The present invention relates to a semiconductor device and, more particularly, to a method for manufacturing a gate structure incorporating a high K dielectric therein.
As is well known, a semiconductor device has been down-sized by a scale-down of a design rule. Therefore, a gate oxide tends to rapidly approach 30 xc3x85 in thickness and below to increase the capacitance between a gate electrode and a channel region. However, the use of silicon dioxide as a gate dielectric is limited at such thicknesses. Once silicon dioxide is formed to a thickness of less than 40 angstroms, direct tunneling may occur through the gate dielectric to the channel region, thereby increasing the leakage current associated with the gate electrode and the channel region, causing an increase in power consumption.
Since reducing the thickness of the gate dielectric inherently increases the gate-to-channel leakage current, alternative methods have been developed to reduce this leakage current while maintaining thin, SiO2-equivalent, thickness. One of these methods is to use a high K dielectric material such as Ta2O5 as the gate dielectric material to increase the capacitance between the gate and the channel.
However, if a poly-silicon is utilized as a gate electrode, the use of Ta2O5 for the gate dielectric material has a disadvantage in integrating the semiconductor device. That is, an undesired SiO2 and TaSi2 are formed at an interface between Ta2O5 and the poly-silicon which, in turn, increases an equivalent oxide thickness. In order to overcome this problem, a barrier metal such as TiN is employed. However, the TiN changes a threshold voltage shift.
Therefore, there is still a demand for developing a high K dielectric as a gate oxide with excellent leakage current characteristic as well as a low interface state with both a gate electrode and a silicon substrate.
It is, therefore, an object of the present invention to provide a gate structure incorporating therein a high K dielectric for use in a semiconductor device.

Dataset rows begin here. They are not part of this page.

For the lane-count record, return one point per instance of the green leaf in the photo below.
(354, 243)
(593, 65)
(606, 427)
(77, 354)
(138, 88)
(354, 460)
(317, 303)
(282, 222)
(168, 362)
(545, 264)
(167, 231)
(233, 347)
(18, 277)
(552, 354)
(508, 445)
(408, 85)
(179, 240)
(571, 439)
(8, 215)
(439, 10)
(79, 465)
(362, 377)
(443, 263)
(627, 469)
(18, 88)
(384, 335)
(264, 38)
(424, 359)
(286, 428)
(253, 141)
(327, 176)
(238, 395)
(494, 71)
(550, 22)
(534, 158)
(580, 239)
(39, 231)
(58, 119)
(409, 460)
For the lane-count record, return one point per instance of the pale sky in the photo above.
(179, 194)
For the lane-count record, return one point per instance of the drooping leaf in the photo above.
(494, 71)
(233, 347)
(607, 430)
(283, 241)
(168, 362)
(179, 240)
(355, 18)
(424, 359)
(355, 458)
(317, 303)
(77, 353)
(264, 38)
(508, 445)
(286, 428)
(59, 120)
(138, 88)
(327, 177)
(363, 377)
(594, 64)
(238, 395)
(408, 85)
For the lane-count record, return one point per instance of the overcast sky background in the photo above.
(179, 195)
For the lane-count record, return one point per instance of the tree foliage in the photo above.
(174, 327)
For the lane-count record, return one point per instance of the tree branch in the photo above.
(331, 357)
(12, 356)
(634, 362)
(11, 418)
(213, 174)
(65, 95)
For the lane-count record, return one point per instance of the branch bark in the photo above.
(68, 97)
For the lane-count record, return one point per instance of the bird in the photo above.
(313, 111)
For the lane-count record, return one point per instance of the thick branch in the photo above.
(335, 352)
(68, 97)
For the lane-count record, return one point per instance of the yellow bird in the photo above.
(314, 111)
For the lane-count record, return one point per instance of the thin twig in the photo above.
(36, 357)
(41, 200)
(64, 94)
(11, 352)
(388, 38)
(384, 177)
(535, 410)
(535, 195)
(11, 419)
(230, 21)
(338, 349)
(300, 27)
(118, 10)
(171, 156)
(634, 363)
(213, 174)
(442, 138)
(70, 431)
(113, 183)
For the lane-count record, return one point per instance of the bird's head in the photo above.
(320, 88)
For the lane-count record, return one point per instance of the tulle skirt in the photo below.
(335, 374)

It is another object of the present invention to provide a method for manufacturing a gate structure incorporating therein a high K dielectric for use in a semiconductor device.

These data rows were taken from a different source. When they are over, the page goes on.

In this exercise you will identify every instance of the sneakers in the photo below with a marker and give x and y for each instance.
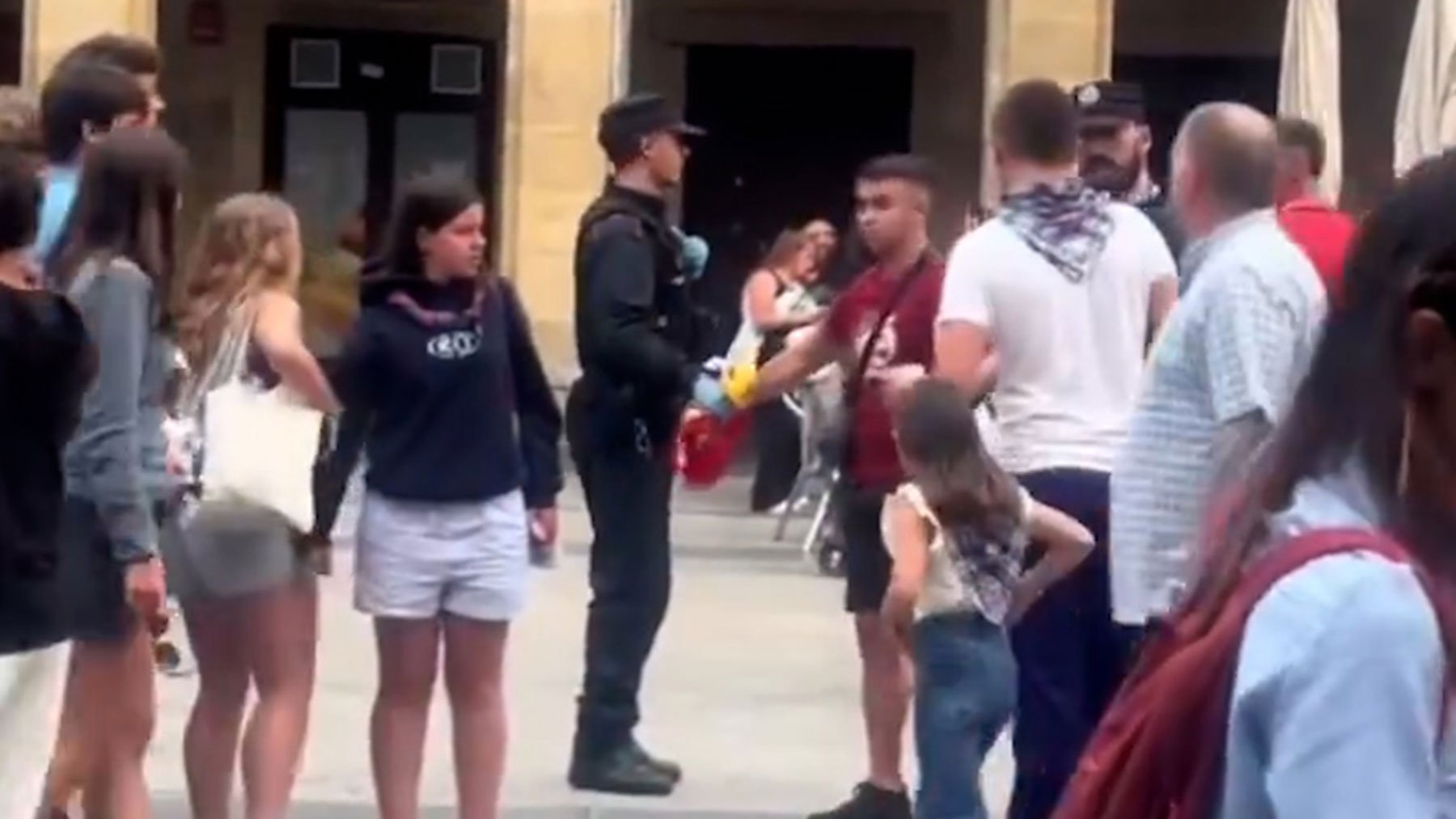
(871, 802)
(625, 770)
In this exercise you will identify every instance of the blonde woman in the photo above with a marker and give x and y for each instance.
(247, 591)
(775, 303)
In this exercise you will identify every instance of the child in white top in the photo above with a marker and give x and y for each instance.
(959, 533)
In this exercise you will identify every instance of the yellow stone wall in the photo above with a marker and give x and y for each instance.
(1068, 41)
(53, 27)
(565, 60)
(561, 70)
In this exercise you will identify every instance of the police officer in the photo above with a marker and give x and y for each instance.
(640, 345)
(1114, 141)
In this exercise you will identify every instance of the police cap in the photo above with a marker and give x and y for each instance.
(1107, 102)
(628, 121)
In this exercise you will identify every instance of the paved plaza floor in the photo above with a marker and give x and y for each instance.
(753, 687)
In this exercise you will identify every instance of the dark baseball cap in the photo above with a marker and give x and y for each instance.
(633, 118)
(1107, 102)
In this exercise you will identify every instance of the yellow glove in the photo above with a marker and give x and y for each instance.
(740, 383)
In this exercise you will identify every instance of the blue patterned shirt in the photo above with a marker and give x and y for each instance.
(1237, 345)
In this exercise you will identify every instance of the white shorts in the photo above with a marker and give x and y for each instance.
(418, 560)
(32, 686)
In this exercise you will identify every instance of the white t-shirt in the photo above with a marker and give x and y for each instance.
(1070, 353)
(966, 572)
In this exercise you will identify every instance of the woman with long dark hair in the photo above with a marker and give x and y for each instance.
(462, 449)
(1343, 678)
(775, 303)
(116, 260)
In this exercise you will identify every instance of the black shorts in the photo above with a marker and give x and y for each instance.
(92, 582)
(866, 560)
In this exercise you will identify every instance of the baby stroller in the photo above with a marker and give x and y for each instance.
(817, 406)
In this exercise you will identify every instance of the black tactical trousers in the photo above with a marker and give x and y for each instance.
(628, 485)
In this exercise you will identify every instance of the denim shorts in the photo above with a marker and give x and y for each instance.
(966, 693)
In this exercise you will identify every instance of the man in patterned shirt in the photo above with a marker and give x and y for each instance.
(1228, 362)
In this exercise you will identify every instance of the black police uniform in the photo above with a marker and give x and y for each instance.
(1123, 102)
(638, 340)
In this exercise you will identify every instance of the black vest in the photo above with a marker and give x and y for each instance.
(675, 318)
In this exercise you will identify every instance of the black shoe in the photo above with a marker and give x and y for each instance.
(870, 802)
(624, 770)
(673, 770)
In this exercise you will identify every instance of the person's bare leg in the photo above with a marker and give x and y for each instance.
(475, 658)
(210, 744)
(886, 699)
(281, 648)
(118, 686)
(408, 664)
(72, 758)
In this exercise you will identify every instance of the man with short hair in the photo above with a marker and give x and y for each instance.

In accordance with one aspect of the present invention, there is provided a gate structure for use in a semiconductor device, comprising a semiconductor substrate provided with an isolation region formed therein; a gate dielectric, made of HfO2, formed on the semiconductor substrate; and a gate line on the gate dielectric.
In accordance with another aspect of the present invention, there is provided a gate structure for use in a semiconductor device, comprising a semiconductor substrate provided with an isolation region formed therein; a trench structure formed on the semiconductor substrate; a gate dielectric, made of HfO2, formed on the trench structure; and a gate line on the gate dielectric.
In accordance with another aspect of the present invention, there is provided a method for manufacturing a gate structure for use in a semiconductor device, the method comprising the steps of a) preparing a semiconductor substrate provided with an isolation region formed therein; b) forming a dummy layer on the semiconductor substrate; c) patterning the dummy layer into a predetermined configuration; d) implanting dopants into the semiconductor substrate by using the patterned dummy layer as a mask, thereby obtaining a source and a drain; e) forming an inter-layer dielectric (ILD) on the semiconductor substrate and the patterned dummy layer; f) planarizing the ILD layer until a top surface of the patterned dummy layer is exposed; g) removing the patterned dummy layer, thereby opening a portion of semiconductor substrate; h) forming a HfO2 layer on the exposed portion of the semiconductor substrate and the ILD layer; i) forming a conductive layer on the HfO2 layer; and j) planarizing the conductive layer and the HfO2 layer until a top surface of the ILD layer is exposed.